Résumé

Cheval de guerre tel qu'il nous le faut (1913)

Car, en effet, à la bicyclette et à l'automobile, il faut des routes et de bonnes routes, non ravinées, non coupées d'obstacles, non défoncées ; le cheval, lui, va moins vite, mais passe partout ; rien ne l'arrête, s'il est monté par un cavalier aussi audacieux qu'habile. Murs, fossés, tranchées, rivières, terrains défoncés, labourés, ravinés, talus escarpés, il franchit tout ; il s'agit seulement de lui
inspirer confiance et de l'enlever vigoureusement.
Source : Gallica

Cheval de guerre tel qu'il nous le faut (1913)

Aujourd'hui, tous les chevaux achetés par les Haras ont du sang trotteur, tous les producteurs mâles et femelles ont du sang trotteur.
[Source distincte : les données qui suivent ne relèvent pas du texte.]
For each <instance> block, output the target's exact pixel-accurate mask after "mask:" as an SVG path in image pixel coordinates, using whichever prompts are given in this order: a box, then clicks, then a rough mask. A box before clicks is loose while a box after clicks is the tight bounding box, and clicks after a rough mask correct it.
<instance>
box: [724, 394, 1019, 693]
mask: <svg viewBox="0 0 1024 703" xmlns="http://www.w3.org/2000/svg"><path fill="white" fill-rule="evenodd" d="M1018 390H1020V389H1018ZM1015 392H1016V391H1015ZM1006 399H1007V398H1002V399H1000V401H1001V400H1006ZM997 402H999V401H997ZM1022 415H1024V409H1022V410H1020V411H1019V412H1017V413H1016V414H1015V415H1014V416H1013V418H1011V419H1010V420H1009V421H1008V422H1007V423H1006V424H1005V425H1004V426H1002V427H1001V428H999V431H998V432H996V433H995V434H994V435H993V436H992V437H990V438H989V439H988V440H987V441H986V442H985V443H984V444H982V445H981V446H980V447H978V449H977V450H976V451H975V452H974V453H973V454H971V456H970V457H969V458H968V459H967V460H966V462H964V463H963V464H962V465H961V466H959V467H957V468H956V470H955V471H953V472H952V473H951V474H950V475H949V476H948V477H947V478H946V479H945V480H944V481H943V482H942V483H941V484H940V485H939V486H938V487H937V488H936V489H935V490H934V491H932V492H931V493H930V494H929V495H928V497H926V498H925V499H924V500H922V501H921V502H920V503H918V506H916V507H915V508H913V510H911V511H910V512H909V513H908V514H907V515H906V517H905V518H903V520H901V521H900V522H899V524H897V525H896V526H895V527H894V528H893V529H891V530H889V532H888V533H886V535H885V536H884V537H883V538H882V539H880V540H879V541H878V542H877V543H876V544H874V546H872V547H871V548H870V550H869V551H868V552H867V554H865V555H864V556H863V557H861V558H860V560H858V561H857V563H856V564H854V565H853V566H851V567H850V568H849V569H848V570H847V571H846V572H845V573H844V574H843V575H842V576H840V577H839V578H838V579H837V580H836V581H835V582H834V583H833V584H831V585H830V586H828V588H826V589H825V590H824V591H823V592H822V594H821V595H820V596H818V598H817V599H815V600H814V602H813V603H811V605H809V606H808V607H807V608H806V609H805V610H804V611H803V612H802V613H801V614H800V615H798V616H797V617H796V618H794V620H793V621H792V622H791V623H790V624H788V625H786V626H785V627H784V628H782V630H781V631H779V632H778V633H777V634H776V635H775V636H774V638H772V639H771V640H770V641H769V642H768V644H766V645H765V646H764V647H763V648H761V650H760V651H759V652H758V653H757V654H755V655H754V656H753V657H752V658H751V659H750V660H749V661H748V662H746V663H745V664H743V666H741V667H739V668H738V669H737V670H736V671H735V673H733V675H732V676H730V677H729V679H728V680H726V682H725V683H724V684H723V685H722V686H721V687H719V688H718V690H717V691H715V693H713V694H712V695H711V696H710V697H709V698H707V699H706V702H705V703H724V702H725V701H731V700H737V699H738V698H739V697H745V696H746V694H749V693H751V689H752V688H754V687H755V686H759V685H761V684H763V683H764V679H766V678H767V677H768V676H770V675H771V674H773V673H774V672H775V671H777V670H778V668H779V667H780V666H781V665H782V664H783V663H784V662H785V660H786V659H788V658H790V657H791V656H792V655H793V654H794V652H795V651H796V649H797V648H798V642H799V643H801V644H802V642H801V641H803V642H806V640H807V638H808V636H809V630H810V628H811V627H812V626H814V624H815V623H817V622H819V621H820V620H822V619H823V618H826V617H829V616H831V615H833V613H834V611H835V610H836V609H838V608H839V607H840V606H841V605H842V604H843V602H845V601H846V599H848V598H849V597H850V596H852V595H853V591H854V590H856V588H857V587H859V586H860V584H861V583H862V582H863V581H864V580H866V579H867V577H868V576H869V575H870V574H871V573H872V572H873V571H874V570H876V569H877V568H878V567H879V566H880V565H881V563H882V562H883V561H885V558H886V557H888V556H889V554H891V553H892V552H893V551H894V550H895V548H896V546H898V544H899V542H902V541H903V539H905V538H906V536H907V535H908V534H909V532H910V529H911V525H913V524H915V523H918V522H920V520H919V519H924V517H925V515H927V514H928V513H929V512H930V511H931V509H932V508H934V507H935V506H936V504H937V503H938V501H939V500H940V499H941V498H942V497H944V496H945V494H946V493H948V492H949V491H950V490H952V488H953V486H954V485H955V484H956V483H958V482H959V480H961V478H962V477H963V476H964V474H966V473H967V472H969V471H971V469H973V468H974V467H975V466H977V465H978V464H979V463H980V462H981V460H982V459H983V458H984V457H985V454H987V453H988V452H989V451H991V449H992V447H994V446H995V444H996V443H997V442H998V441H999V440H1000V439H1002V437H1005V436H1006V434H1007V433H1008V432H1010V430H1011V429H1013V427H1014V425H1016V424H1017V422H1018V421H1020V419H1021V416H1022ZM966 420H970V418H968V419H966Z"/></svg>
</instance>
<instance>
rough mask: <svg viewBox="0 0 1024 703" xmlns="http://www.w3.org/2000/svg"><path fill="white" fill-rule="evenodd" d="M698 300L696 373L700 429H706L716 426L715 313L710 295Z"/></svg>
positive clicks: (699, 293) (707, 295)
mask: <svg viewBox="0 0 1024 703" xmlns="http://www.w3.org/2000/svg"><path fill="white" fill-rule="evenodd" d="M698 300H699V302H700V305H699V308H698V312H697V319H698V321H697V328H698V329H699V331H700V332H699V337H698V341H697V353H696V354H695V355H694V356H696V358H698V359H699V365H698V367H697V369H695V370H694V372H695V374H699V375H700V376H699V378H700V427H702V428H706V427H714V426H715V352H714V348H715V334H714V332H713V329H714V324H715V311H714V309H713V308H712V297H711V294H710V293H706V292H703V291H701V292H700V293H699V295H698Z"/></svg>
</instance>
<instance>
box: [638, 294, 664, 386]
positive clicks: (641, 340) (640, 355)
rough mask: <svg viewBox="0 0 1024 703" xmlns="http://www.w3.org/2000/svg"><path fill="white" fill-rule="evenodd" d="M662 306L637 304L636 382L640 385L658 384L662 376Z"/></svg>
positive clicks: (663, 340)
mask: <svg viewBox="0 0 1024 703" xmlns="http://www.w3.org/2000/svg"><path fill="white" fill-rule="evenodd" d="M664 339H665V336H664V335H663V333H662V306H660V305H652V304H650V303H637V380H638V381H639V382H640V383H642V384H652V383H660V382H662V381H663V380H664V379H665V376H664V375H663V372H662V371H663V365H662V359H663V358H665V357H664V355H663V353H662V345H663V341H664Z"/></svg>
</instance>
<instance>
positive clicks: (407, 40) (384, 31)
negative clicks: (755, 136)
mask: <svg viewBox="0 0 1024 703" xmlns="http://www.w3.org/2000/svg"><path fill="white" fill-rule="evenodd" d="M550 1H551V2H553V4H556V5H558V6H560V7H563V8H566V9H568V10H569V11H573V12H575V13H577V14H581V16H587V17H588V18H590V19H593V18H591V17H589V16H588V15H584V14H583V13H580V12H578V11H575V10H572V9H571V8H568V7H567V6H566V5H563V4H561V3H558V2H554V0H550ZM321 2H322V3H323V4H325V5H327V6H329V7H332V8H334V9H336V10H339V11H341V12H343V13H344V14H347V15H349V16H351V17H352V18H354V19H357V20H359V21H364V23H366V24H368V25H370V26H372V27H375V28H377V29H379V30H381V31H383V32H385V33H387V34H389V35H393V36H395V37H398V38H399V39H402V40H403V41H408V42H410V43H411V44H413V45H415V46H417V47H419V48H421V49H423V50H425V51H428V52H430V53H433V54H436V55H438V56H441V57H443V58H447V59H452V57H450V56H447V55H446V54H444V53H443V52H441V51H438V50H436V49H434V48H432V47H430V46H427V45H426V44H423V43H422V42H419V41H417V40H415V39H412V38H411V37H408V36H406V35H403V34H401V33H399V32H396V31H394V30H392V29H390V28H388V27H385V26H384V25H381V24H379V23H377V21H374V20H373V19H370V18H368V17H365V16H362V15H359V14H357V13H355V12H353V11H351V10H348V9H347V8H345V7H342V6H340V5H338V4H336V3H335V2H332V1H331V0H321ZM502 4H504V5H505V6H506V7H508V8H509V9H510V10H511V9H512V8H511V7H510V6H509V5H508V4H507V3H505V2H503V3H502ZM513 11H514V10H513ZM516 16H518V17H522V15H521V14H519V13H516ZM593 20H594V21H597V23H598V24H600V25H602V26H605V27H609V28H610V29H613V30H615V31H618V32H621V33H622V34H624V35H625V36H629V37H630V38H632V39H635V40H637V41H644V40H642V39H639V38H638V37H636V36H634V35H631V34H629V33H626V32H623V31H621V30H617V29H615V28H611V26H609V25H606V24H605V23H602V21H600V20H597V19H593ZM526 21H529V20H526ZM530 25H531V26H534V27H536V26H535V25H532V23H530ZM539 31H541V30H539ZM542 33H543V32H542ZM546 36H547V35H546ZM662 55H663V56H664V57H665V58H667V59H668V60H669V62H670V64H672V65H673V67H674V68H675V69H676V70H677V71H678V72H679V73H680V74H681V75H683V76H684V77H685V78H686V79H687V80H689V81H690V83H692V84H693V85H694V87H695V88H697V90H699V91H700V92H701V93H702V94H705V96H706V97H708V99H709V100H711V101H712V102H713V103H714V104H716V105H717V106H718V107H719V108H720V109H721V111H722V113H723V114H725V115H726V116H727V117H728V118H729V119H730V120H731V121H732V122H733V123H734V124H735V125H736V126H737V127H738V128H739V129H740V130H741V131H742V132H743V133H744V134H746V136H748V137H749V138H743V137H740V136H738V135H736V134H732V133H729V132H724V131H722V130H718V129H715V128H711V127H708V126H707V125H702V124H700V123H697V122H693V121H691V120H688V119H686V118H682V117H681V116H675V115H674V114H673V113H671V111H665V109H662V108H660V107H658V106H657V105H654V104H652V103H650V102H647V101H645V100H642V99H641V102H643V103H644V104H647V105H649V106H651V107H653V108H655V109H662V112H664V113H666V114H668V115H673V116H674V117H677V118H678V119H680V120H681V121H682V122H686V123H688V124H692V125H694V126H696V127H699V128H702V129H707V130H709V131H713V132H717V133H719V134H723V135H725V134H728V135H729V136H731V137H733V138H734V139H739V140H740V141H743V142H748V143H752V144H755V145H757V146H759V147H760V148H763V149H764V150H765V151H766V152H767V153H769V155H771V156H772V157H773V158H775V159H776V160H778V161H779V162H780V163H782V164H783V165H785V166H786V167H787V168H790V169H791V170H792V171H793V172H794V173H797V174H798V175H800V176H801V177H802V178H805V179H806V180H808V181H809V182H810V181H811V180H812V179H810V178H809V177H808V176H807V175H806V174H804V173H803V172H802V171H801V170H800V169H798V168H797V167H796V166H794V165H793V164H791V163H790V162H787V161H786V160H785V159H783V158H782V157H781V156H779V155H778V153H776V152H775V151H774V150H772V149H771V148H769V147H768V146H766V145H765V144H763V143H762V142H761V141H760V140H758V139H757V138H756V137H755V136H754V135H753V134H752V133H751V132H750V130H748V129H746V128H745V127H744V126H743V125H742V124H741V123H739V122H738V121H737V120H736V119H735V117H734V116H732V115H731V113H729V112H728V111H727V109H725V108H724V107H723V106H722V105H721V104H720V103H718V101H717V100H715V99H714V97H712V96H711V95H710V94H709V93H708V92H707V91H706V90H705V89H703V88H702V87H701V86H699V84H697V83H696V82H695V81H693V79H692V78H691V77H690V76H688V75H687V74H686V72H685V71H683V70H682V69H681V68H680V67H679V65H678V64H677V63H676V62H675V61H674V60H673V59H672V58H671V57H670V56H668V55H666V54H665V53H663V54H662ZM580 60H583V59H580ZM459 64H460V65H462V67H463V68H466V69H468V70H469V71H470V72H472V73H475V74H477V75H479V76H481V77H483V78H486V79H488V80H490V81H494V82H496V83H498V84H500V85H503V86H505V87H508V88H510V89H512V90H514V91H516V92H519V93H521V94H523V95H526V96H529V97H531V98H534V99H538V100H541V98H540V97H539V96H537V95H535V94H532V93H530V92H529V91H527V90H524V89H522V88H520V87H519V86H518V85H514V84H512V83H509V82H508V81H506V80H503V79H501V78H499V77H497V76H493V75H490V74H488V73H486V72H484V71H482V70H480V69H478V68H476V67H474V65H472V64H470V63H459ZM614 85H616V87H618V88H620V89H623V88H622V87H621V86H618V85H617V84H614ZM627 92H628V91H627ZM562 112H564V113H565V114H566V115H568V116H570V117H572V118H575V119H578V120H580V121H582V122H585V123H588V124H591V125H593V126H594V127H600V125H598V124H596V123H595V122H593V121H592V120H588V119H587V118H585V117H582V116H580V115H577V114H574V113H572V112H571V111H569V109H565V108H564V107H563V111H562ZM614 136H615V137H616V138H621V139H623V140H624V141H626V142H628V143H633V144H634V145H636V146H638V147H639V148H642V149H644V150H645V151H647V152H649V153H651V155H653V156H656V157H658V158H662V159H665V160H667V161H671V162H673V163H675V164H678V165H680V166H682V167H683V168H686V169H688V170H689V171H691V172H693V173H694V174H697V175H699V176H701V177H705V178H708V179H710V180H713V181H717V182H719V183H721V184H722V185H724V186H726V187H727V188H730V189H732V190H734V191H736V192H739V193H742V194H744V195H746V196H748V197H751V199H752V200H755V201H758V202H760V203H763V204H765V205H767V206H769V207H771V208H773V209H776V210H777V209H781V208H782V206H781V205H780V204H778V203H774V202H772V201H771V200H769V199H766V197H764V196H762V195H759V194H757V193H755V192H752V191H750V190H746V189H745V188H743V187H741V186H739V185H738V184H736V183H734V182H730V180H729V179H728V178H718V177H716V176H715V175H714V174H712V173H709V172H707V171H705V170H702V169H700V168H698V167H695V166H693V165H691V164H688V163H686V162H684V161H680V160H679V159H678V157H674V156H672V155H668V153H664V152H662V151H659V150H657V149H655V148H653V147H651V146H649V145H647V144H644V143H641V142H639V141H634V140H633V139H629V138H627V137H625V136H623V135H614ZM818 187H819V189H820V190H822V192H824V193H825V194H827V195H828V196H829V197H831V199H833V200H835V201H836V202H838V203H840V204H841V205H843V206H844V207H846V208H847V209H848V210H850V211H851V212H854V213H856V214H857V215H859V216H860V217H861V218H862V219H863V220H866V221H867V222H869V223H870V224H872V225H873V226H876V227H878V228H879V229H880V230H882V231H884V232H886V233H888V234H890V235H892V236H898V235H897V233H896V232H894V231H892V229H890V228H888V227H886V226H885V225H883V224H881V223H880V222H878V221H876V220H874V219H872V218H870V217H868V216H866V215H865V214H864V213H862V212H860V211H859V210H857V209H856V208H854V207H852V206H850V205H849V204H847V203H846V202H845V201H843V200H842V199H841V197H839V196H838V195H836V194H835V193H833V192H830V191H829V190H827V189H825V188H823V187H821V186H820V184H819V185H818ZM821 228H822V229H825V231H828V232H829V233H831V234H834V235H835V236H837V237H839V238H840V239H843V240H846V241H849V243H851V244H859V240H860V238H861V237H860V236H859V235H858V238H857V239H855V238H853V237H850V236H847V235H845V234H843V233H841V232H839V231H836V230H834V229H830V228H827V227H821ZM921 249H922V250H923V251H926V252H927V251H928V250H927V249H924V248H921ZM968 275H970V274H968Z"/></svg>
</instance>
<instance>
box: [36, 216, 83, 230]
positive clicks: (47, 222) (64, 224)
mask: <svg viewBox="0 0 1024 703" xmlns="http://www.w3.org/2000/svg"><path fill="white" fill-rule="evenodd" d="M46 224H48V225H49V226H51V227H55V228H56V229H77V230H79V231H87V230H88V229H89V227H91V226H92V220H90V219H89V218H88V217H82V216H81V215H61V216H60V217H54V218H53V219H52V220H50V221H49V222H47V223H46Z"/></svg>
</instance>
Voilà l'abus, voilà le danger.
Il ne manque qu'une chose au trotteur pour être le premier cheval du monde : le modèle ; il a une dose de sang considérable, de l'endurance, de l'énergie. Ce n'est pas le trot, nous le répétons, c'est l'excès de la vitesse dans le trot qui lui a retiré sa forme ; rendez-lui le modèle du bon cheval, il sera d'abord beau, il sera cheval de selle, carrossier, artilleur, trait léger, tout ce que vous voudrez.
Source : Gallica

Cheval de guerre tel qu'il nous le faut (1913)

Or, le cheval de Cavalerie doit être, avant tout, un cheval rustique ; il lui faut du fonds, de la sobriété, de la résistance à tous les services. Il faut qu'il puisse manger à toute heure, dans n'importe quel récipient, qu'il soit fatigué ou non. Au bivouac, attaché à la corde comme les chevaux de troupe, le cheval d'officier est exposé à la pluie, au vent, au froid et a la chaleur ; comme le troupier, il mange quand il peut et où il peut. Or, nous ne voyons pas très bien le cheval de pur sang supporter longtemps et impunément un tel régime.